Con la Sentenza n. 5821, depositata il 6 febbraio 2019, la Corte di Cassazione (Sez. III) ha chiarito alcuni principi definitori dell’abuso edilizio, rigettando il ricorso relativo a una platea di cemento costruita in zona sismica e sottoposta a vincolo paesaggistico, di cui il titolare rivendicava la natura di manufatto precario.
Anche l’immobile realizzato con materiali non abitualmente impiegati nella realizzazione di stabili costruzioni e facilmente rimovibile, se comporta una modifica dell’assetto del territorio, non può definirsi precario e richiede il permesso di costruire, poiché ciò che rileva è la sua obiettiva ed intrinseca destinazione ad un uso temporaneo per specifiche esigenze contingenti e limitate nel tempo.

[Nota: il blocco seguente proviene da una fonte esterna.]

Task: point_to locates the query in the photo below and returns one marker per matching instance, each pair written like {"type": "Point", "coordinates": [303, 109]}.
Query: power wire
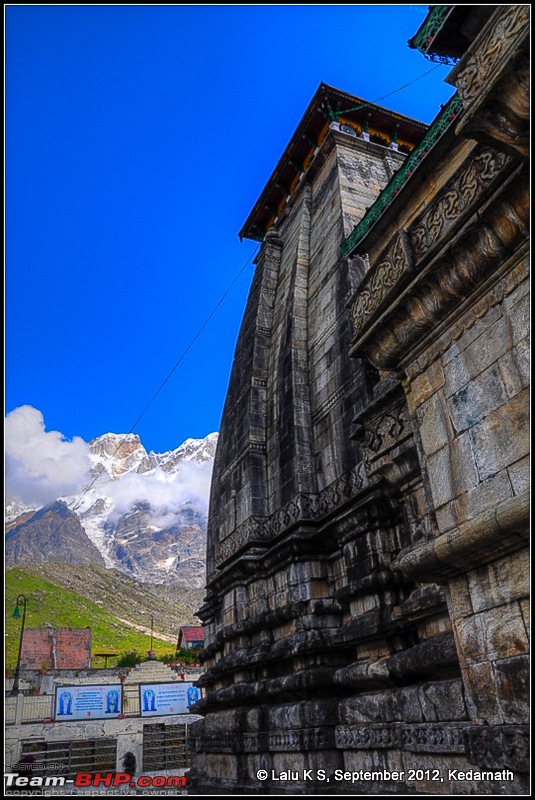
{"type": "Point", "coordinates": [167, 378]}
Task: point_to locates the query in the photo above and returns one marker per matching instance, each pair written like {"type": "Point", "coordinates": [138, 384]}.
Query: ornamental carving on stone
{"type": "Point", "coordinates": [302, 507]}
{"type": "Point", "coordinates": [458, 197]}
{"type": "Point", "coordinates": [379, 281]}
{"type": "Point", "coordinates": [473, 78]}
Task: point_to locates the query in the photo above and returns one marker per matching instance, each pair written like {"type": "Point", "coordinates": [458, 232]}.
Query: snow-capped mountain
{"type": "Point", "coordinates": [145, 512]}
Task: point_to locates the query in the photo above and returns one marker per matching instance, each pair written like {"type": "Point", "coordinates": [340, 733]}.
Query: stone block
{"type": "Point", "coordinates": [480, 693]}
{"type": "Point", "coordinates": [478, 355]}
{"type": "Point", "coordinates": [474, 502]}
{"type": "Point", "coordinates": [477, 399]}
{"type": "Point", "coordinates": [406, 704]}
{"type": "Point", "coordinates": [501, 582]}
{"type": "Point", "coordinates": [519, 475]}
{"type": "Point", "coordinates": [520, 318]}
{"type": "Point", "coordinates": [460, 603]}
{"type": "Point", "coordinates": [443, 701]}
{"type": "Point", "coordinates": [519, 293]}
{"type": "Point", "coordinates": [491, 634]}
{"type": "Point", "coordinates": [434, 424]}
{"type": "Point", "coordinates": [515, 368]}
{"type": "Point", "coordinates": [502, 438]}
{"type": "Point", "coordinates": [377, 707]}
{"type": "Point", "coordinates": [451, 471]}
{"type": "Point", "coordinates": [480, 326]}
{"type": "Point", "coordinates": [424, 385]}
{"type": "Point", "coordinates": [525, 611]}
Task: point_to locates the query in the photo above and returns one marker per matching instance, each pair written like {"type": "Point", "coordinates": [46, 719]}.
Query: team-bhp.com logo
{"type": "Point", "coordinates": [15, 781]}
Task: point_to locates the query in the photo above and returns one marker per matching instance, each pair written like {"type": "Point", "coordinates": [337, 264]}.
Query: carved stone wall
{"type": "Point", "coordinates": [366, 602]}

Gli interventi edilizi precari (ora menzionati dall’art. 6 del d.P.R. 380/01 che, nell’attuale formulazione, li descrive, al comma 1, lett. e-bis) sono opere dirette a soddisfare obiettive esigenze contingenti e temporanee e ad essere immediatamente rimosse al cessare della necessità e, comunque, entro un termine non superiore a novanta giorni, previa comunicazione di avvio lavori all'amministrazione comunale.
L’opera precaria, per la sua stessa natura e destinazione, non comporta effetti permanenti e definitivi sull’assetto del territorio tali da richiedere il preventivo rilascio di un titolo abilitativo, e deve necessariamente possedere alcune specifiche caratteristiche: la sua precarietà non può essere desunta dalla temporaneità della destinazione soggettivamente data all'opera dall'utilizzatore; sono irrilevanti le caratteristiche costruttive i materiali impiegati e l’agevole amovibilità; deve avere una intrinseca destinazione materiale ad un uso realmente precario per fini specifici, contingenti e limitati nel tempo; deve essere destinata ad una sollecita eliminazione alla cessazione dell’uso.
LA TENUITÀ DEL DANNO. L’inammissibilità di una lettura soggettiva della giurisprudenza viene richiamata anche riguardo alla “tenuità del fatto”: il ricorrente contestava infatti che la Corte d’Appello non avrebbe considerato il fatto che l’opera in questione fosse stata demolita dallo stesso titolare e l’esiguità del danno. A questo proposito, la Corte di Cassazione asserisce che:
Il riferimento alle caratteristiche costruttive dell’intervento edilizio abusivo quale uno dei plurimi parametri di valutazione cui il giudice del merito deve fare ricorso per verificare la sussistenza delle condizioni di applicabilità dell’art. 131-bis cod. pen. non significa affatto che tale elemento non sia, da solo, sufficiente per escludere la particolare tenuità del fatto.
Tuttavia, l’eliminazione dell’opera abusiva, “attraverso la sua demolizione o la rimessione in pristino dello stato dei luoghi, implicando la cessazione della permanenza, può consentire, a condizioni esatte, l'applicazione della causa di non punibilità introdotta dall'art. 131-bis cod. pen.”